The deficit grew to 4-1 in the fifth. Lopez was off to a great start when he got Ohtani to ground out and threw 95 miles per hour past Rendon for another strikeout, but trouble rose again when Walsh doubled over Austin Hays’s head in left, and Gosselin smacked a single over Urias’s head at shortstop to bring him in.
The final line for Lopez was four runs, all earned, on seven hits and four walks in 4.2 innings while striking out four. He fell to 2-11 and saw his ERA rise to 6.02, but as has been the case with him more than once, he seemed to have better stuff than the stat line showed. He had an effective breaking ball and had life on the fastball throughout the start, but he was on the wrong end of some calls thanks to a tight strike zone and a poor effort from Severino. And whenever he made a mistake, it was hit.
That’s not to say Lopez pitched well; he didn’t, and he certainly wasn’t good enough to win the game tonight. But it’s easy to wonder why someone who’s 2-11 with a 6-plus ERA gets the ball every fifth game, and he showed in spurts today just why he does.

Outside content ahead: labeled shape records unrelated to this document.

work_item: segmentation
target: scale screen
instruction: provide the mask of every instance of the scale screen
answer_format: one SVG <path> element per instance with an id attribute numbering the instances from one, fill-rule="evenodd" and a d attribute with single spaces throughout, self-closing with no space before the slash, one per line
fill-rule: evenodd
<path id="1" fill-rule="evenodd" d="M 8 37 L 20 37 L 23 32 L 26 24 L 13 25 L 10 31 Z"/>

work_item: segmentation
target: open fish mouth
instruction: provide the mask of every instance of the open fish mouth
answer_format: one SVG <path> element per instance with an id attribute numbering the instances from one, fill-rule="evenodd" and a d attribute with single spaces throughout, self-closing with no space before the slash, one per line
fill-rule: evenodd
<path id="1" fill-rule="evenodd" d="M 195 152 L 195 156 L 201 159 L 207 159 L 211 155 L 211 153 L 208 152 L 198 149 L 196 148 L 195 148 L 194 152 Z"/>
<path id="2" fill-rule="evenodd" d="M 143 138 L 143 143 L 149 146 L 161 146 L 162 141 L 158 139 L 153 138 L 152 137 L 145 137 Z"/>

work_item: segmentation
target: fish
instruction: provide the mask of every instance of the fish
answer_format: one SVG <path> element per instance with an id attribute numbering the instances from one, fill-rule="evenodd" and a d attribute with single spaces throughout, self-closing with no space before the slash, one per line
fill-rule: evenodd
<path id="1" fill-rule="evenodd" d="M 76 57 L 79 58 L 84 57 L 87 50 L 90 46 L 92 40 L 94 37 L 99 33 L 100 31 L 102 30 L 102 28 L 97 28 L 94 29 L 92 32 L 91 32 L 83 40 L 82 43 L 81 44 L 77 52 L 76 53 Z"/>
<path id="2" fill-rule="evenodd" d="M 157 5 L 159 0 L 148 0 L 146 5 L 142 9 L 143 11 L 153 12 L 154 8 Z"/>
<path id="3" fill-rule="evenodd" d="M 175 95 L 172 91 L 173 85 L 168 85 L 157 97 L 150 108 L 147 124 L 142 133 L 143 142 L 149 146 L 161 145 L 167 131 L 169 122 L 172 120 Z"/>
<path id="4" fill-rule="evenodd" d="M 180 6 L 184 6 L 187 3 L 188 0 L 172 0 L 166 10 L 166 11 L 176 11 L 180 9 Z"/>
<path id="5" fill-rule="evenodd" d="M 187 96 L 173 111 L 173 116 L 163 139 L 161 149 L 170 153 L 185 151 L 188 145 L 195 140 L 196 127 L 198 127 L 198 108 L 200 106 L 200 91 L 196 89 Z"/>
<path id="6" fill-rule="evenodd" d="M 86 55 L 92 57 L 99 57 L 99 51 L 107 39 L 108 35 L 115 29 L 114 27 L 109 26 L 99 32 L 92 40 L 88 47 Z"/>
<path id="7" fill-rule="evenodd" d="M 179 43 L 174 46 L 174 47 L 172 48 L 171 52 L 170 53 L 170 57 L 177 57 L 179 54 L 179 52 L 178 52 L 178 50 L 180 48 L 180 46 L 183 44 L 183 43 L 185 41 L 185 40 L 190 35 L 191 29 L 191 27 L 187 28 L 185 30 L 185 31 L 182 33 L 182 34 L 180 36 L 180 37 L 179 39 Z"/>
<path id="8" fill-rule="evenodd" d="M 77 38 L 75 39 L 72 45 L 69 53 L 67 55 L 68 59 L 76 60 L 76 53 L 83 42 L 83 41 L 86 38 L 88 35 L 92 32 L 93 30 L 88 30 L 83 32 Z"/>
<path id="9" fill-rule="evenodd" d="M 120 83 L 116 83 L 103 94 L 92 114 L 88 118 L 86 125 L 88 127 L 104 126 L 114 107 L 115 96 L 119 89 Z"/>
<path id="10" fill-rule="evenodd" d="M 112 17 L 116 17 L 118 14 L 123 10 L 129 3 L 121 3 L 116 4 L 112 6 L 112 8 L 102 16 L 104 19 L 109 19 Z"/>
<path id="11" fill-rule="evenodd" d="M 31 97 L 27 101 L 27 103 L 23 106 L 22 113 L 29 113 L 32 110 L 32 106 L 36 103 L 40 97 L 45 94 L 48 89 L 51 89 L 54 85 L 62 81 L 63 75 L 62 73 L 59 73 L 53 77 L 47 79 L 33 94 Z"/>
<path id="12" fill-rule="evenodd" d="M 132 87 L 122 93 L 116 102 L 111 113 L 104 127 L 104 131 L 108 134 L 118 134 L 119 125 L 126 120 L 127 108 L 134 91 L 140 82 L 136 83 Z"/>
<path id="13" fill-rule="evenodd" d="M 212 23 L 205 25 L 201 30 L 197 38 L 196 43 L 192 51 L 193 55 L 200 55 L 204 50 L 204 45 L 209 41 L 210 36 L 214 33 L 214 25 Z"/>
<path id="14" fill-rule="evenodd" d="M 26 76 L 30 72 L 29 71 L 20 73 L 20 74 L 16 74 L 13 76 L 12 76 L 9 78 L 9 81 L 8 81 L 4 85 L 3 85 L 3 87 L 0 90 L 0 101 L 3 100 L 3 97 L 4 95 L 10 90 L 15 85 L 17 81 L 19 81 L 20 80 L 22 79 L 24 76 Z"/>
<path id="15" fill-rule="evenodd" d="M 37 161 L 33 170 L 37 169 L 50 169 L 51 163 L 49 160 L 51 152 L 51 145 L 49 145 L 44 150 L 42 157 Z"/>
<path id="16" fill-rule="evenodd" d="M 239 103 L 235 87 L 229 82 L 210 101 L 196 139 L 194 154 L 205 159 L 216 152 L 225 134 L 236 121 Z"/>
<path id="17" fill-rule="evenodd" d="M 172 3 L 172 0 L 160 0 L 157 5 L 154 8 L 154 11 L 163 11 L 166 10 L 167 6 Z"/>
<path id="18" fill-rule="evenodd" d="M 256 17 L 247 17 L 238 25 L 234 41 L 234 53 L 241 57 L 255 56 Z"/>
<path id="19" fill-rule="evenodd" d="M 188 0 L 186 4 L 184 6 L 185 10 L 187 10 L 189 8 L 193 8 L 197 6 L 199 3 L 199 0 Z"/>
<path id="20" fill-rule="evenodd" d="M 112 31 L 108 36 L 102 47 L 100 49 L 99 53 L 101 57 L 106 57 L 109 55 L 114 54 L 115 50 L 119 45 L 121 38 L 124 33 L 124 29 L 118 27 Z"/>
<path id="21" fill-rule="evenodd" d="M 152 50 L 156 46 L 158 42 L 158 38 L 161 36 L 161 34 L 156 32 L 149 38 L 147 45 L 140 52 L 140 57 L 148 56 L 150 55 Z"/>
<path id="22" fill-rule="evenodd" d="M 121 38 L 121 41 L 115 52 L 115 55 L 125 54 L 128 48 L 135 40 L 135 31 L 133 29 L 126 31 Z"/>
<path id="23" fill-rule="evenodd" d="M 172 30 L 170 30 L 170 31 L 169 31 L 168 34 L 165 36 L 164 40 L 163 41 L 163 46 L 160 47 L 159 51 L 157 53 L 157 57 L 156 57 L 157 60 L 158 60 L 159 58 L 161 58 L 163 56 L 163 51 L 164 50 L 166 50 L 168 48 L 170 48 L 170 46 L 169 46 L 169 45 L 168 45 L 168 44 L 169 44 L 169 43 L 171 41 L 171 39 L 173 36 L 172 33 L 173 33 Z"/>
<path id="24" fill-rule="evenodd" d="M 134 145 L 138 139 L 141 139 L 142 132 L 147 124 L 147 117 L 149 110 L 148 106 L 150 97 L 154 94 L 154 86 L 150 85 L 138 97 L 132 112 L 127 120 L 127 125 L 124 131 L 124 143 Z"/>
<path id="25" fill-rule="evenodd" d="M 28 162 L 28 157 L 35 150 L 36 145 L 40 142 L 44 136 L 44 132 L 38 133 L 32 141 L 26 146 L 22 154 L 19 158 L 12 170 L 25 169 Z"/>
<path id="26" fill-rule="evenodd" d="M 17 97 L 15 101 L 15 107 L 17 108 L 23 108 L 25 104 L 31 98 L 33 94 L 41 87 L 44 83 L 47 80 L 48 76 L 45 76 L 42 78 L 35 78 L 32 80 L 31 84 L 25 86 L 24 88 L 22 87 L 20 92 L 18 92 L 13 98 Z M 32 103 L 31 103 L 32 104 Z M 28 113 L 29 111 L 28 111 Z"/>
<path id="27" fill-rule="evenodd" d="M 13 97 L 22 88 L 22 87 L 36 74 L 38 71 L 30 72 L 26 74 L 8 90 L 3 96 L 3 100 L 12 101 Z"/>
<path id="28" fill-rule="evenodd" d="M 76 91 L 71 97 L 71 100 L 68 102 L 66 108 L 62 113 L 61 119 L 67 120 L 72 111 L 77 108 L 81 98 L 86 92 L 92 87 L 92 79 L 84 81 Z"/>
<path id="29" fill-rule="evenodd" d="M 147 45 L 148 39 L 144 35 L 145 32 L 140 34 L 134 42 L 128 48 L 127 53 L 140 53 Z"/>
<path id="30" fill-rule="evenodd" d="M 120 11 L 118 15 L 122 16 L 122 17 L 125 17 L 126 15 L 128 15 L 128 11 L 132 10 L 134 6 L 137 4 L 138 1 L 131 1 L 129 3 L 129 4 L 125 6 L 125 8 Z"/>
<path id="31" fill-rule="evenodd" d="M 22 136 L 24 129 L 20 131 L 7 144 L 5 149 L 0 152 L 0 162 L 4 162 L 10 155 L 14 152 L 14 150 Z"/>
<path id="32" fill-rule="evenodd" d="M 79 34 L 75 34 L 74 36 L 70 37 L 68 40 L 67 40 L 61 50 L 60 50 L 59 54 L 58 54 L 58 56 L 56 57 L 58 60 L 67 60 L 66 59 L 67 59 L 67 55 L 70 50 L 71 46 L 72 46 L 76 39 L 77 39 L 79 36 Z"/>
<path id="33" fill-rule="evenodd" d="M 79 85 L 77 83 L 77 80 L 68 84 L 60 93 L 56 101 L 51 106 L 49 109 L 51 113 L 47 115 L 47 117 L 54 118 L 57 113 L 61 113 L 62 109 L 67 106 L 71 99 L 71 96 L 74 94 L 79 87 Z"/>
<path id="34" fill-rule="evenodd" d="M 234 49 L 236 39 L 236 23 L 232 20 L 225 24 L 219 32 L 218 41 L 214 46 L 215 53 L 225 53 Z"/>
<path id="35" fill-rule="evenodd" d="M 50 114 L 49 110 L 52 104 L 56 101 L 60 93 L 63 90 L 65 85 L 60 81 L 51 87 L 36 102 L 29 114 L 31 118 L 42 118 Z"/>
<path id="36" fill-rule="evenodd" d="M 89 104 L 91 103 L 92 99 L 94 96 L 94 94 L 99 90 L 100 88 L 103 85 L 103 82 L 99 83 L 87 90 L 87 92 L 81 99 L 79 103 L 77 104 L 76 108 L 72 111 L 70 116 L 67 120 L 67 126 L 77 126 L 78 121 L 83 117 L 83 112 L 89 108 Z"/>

On the plus side, there was some encouraging stuff from the bullpen. Adam Plutko allowed no runs in two innings, including a yeoman effort in the sixth in which he kept the Angels off the board despite getting a passed ball and a wild-pitch-but-who-are-we-kidding-it-was-a-passed-ball from Severino that helped load the bases.
Relieving him was Isaac Mattson, who in only his second appearance threw 1.1 scoreless innings while netting a strikeout. Not a bad showing from the kid. If he can step in and be a quality arm out of the bullpen, all the better.